Il Sud è niente, la recensione
La diciassettenne Grazia vive una situazione abbastanza precaria, il negozio di stoccafissi di suo padre è prossimo alla chiusura, lei rischia di essere bocciata agli esami di maturità e il suo aspetto fisico molto mascolino la rende facile bersaglio della cattiveria dei suoi coetanei. Inoltre Grazia non ha un buon rapporto con suo padre, inclinatosi dal momento in cui suo fratello Pietro è scomparso nel nulla ed è stato dato per morto. Un giorno Grazia vede in spiaggia un ragazzo che lei è sicura essere suo fratello e ogni sua certezza sulla sorte di Pietro a questo punto entra in discussione.
Direttamente dall’edizione 2013 del Festival Internazionale del Film di Roma, dove era stato selezionato nella sezione Alice nella Città, Il sud è niente arriva nelle sale italiane distribuito da Istituto Luce Cinecittà. Il film, che segna l’esordio nel lungometraggio del giovane Fabio Mollo dopo il successo di alcuni suoi cortometraggi, sta ricevendo una discreta visibilità anche a livello internazionale (è stato di recente selezionato al Toronto International Film Festival)… Comprensibile, visto lo strano fascino che il suo film riesce ad avere a un primo impatto, che in parte lo collega alla tradizione neorealista italiana e in parte segue una strada personale e originale. Il sud è niente, però, non riesce ad andare fino in fondo e quelle enormi potenzialità espresse dall’accattivante soggetto e dall’impatto con la prima mezz’ora si mostrano come lo strato superficiale di un’opera che in fondo non ha molto da dire.
Il sud è niente è come uno Strudel senza ripieno, appetitoso all’esterno ma deludente quando si intinge il cucchiaio.
Mollo ci immerge subito nell’atmosfera rarefatta, disagevole e quasi inquietante, che aleggia su tutto il film presentandoci Grazia, questa ragazza che di aggraziato ha ben poco, mascolina e incazzata con il mondo. A darle volto e corpo è l’esordiente italo-svedese Miriam Karlkvist, che perlopiù convince perché credibile nel ruolo, anche se non si può fare a meno di notare la sua carenza espressiva che può essere affettuosamente descritta con un’affermazione che una volta attribuirono al mitico Clint Eastwood dei tempi del western: ha solo due espressioni, col cappello e senza cappello. Tutto ruota attorno a lei, dai difficili rapporti con coetanei e adulti, a cui solo l’affettuosa nonna interpretata da Alessandra Costanzo sembra scampare, alla sua disperata ricerca della verità riguardo il fratello scomparso, forse morto. I 90 minuti di durata del film si limitano a questo senza dare realmente risposte e senza andare oltre una caratterizzazione basica dei personaggi. Anzi a volte si gioca perfino alla sottrazione, come accade con Bianca, la negoziante interpretata dalla bellissima Valentina Lodovini, un personaggio che sembra inserito all’ultimo solo per fornire una dimensione sentimentale al padre di Grazia, interpretato dal sempre bravo Vinicio Marchioni.

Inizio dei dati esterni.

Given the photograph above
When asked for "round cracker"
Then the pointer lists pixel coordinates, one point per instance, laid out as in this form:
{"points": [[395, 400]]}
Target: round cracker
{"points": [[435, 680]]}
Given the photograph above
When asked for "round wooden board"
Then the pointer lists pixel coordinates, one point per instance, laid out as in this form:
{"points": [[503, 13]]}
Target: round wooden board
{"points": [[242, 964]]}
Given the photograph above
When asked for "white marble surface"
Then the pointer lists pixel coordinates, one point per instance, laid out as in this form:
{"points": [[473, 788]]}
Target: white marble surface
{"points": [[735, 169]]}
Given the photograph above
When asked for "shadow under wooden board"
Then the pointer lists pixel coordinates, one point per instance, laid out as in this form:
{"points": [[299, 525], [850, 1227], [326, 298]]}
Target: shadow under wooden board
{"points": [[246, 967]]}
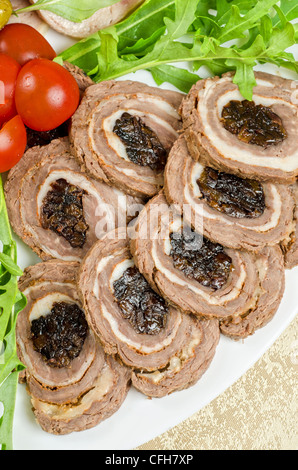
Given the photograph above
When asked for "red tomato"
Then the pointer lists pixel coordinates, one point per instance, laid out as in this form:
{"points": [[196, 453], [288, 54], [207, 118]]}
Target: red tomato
{"points": [[13, 141], [46, 95], [24, 43], [9, 70]]}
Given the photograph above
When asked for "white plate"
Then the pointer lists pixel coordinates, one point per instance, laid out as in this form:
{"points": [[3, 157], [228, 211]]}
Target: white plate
{"points": [[140, 419]]}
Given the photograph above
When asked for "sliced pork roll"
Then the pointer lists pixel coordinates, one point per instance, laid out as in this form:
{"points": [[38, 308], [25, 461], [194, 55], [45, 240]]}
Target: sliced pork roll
{"points": [[235, 212], [290, 246], [101, 19], [136, 325], [187, 367], [81, 78], [204, 278], [72, 383], [122, 133], [255, 139], [57, 210]]}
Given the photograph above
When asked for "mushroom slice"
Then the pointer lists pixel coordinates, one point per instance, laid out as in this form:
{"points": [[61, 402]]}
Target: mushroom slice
{"points": [[101, 19], [202, 277], [131, 320], [72, 383], [235, 212], [56, 209], [254, 139], [187, 367], [122, 133]]}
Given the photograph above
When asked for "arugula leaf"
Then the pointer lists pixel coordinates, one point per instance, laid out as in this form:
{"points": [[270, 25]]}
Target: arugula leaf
{"points": [[162, 33], [12, 301], [72, 10], [264, 43], [140, 25]]}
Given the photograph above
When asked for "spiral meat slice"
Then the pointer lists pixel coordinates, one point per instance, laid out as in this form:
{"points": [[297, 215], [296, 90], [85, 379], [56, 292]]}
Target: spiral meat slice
{"points": [[122, 133], [290, 246], [101, 19], [235, 212], [137, 326], [72, 383], [56, 209], [204, 278], [255, 139]]}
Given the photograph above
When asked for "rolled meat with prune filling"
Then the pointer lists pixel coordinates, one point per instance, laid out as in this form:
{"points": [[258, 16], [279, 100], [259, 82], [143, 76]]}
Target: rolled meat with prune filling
{"points": [[72, 383], [236, 212], [56, 209], [122, 133], [290, 246], [135, 324], [202, 277], [254, 139]]}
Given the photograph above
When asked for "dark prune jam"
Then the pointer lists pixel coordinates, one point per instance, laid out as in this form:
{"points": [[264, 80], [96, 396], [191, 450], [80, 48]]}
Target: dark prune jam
{"points": [[140, 305], [232, 195], [200, 259], [42, 138], [59, 336], [143, 147], [62, 212], [253, 124]]}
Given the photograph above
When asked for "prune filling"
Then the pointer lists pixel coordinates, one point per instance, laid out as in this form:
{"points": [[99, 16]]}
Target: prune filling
{"points": [[231, 195], [143, 147], [140, 305], [59, 336], [200, 259], [62, 212], [42, 138], [253, 124]]}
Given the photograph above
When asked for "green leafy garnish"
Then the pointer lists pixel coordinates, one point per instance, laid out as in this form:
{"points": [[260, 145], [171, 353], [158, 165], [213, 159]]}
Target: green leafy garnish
{"points": [[72, 10], [12, 301], [221, 35]]}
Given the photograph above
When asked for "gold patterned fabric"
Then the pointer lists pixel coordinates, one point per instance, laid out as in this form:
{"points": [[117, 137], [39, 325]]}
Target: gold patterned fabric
{"points": [[258, 412]]}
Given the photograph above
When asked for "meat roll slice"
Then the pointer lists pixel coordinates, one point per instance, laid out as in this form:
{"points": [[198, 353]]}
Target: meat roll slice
{"points": [[72, 383], [101, 19], [122, 133], [204, 278], [235, 212], [290, 246], [187, 367], [31, 18], [136, 325], [57, 210], [255, 139]]}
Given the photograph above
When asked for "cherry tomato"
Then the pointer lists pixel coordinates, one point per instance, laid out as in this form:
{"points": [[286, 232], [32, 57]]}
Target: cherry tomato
{"points": [[46, 95], [9, 70], [13, 141], [24, 43]]}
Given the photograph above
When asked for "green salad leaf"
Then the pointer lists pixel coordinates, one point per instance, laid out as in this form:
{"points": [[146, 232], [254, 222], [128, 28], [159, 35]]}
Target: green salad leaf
{"points": [[221, 35], [72, 10], [12, 301]]}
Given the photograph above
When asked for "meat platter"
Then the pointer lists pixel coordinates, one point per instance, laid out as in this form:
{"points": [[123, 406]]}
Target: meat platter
{"points": [[140, 419]]}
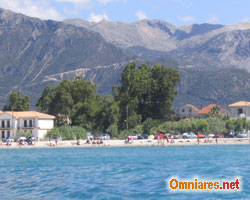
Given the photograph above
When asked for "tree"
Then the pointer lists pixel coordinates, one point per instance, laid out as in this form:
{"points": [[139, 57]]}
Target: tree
{"points": [[76, 103], [216, 125], [215, 112], [147, 92], [202, 125], [17, 103]]}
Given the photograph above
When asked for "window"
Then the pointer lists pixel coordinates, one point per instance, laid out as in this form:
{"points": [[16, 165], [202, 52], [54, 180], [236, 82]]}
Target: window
{"points": [[30, 123], [240, 111], [25, 123]]}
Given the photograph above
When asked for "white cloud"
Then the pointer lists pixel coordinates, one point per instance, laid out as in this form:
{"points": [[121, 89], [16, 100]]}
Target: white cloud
{"points": [[74, 1], [186, 18], [109, 1], [33, 8], [140, 15], [246, 19], [213, 19], [97, 18]]}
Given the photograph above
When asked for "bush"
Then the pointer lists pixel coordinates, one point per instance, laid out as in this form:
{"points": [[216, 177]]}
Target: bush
{"points": [[68, 133]]}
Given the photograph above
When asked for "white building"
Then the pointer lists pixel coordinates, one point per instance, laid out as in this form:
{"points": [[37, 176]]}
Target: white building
{"points": [[239, 109], [12, 123], [187, 111]]}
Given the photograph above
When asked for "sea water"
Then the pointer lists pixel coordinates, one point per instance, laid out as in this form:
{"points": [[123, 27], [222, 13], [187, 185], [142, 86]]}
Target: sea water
{"points": [[119, 173]]}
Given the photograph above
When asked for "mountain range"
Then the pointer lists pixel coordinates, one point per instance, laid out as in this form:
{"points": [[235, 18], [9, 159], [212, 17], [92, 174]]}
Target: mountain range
{"points": [[213, 60]]}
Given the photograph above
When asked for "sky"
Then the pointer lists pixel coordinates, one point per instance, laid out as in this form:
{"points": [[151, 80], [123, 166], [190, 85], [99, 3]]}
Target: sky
{"points": [[177, 12]]}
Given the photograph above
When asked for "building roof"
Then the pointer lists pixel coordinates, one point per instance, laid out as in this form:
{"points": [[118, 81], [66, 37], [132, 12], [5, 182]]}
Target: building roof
{"points": [[207, 109], [29, 114], [240, 103], [193, 107]]}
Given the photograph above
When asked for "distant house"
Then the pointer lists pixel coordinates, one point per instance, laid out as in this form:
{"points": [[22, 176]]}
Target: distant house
{"points": [[206, 111], [13, 122], [187, 111], [190, 111], [239, 109]]}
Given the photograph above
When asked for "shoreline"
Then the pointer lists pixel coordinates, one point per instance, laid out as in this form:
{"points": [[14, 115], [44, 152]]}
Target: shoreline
{"points": [[135, 143]]}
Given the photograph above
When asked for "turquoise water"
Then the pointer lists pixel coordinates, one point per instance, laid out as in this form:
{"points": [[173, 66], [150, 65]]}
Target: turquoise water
{"points": [[119, 173]]}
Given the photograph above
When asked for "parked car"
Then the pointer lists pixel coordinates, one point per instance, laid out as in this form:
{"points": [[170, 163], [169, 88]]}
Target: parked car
{"points": [[218, 135], [201, 135], [159, 136], [242, 135], [105, 137]]}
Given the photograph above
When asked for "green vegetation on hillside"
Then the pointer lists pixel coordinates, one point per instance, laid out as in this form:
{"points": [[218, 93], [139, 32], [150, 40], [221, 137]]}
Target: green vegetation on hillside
{"points": [[17, 103], [145, 92]]}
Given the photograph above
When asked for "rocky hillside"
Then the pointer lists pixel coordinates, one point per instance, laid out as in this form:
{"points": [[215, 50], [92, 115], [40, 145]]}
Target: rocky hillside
{"points": [[34, 53], [197, 45]]}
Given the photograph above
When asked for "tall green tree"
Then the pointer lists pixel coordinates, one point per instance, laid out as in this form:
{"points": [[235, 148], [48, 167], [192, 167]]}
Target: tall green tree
{"points": [[17, 103], [147, 92]]}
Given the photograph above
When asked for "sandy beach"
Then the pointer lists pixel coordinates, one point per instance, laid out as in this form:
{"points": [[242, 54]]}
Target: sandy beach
{"points": [[121, 143]]}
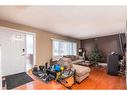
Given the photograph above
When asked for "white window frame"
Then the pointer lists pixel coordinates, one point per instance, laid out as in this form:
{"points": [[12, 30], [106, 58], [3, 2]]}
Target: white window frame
{"points": [[62, 41]]}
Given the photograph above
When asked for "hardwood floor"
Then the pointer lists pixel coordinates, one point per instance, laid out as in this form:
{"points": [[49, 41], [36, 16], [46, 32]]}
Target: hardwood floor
{"points": [[98, 80]]}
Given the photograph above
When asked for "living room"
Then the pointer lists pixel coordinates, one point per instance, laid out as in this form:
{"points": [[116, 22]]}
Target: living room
{"points": [[88, 55]]}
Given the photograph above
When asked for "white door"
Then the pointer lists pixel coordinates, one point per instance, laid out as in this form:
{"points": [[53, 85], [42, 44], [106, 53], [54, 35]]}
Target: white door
{"points": [[13, 51], [0, 71]]}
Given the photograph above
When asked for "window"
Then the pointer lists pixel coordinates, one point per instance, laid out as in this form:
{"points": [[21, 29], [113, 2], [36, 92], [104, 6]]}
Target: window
{"points": [[61, 48]]}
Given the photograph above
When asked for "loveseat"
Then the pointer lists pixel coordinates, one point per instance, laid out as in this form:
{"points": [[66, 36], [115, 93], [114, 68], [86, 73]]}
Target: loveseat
{"points": [[82, 72]]}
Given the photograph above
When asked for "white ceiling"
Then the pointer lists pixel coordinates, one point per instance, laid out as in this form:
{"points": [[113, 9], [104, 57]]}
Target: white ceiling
{"points": [[74, 21]]}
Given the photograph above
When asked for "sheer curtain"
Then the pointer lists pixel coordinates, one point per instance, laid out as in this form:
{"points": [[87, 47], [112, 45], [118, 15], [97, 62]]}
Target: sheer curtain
{"points": [[61, 48]]}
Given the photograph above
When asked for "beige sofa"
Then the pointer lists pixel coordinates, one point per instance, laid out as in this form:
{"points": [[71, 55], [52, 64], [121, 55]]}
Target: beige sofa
{"points": [[82, 72]]}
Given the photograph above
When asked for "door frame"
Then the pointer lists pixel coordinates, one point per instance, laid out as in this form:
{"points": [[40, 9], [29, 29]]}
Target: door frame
{"points": [[0, 70], [34, 46], [25, 32]]}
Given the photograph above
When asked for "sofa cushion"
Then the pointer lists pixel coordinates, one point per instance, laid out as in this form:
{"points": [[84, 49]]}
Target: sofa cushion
{"points": [[77, 61], [81, 70]]}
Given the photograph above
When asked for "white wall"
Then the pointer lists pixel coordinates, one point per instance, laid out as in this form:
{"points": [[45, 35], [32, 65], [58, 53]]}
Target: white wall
{"points": [[12, 44]]}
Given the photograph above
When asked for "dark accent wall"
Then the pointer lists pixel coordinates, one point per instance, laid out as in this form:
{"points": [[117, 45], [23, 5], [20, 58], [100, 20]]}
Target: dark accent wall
{"points": [[106, 44]]}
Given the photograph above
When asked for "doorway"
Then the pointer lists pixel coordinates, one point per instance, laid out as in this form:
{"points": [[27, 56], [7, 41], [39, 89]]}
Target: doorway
{"points": [[30, 51], [0, 70]]}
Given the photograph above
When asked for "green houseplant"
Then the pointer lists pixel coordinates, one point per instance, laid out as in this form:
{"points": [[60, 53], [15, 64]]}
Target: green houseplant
{"points": [[95, 56]]}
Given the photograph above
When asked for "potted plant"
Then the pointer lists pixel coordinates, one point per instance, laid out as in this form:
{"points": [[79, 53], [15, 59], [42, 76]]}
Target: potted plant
{"points": [[95, 56]]}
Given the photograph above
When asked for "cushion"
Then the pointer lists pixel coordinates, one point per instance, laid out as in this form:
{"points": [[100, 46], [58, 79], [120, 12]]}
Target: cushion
{"points": [[81, 70], [78, 61]]}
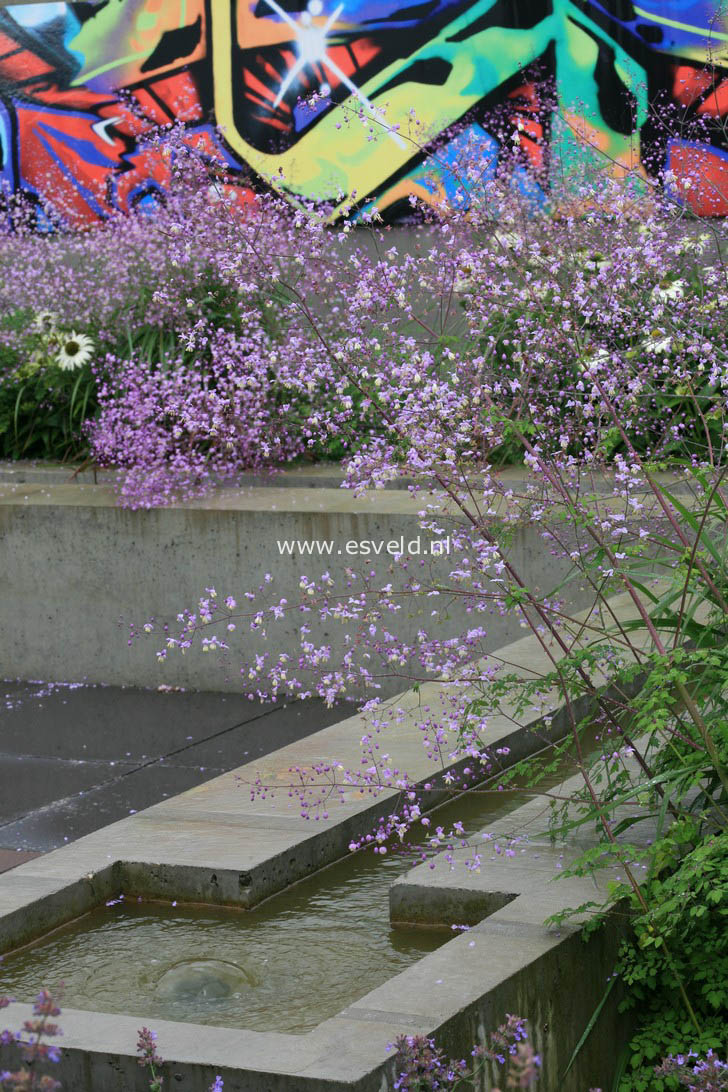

E dunque Il sud è niente gira un po’ a vuoto per una buona parte della sua durata, concentrandosi su particolari francamente evitabili, come la componente mistica che non è particolarmente ben gestita, e tralasciandone altri che avrebbero potuto dare al film quel motore in più che palesemente gli manca, come l’approfondimento del mistero che gravita attorno alla scomparsa di Pietro.
Va riconosciuto al regista un ottimo uso delle locations, che portano lo spettatore ad esplorare questo Sud atipico, fatto di solitudini e paesaggi proto-industriali in cui, una volta tanto, non è la dimensione folkloristica e calorosa dei piccoli centri costieri ad emergere, ma l’abbandono e la voglia di fuggire verso nuovi orizzonti, che siano le profondità marine o l’agognato Nord, verso cui vuole dirigersi il padre di Grazia e dove forse è fuggito suo fratello Pietro.
Il sud è niente è dunque un’opera un po’ acerba, realizzata con grande cura formale e usufruendo di buoni attori e suggestivi scenari, ma risente di una scrittura a tratti farraginosa e di una goffa gestione dei temi e delle tempistiche narrative con il risultato che a fine visione si ha l’amaro in bocca.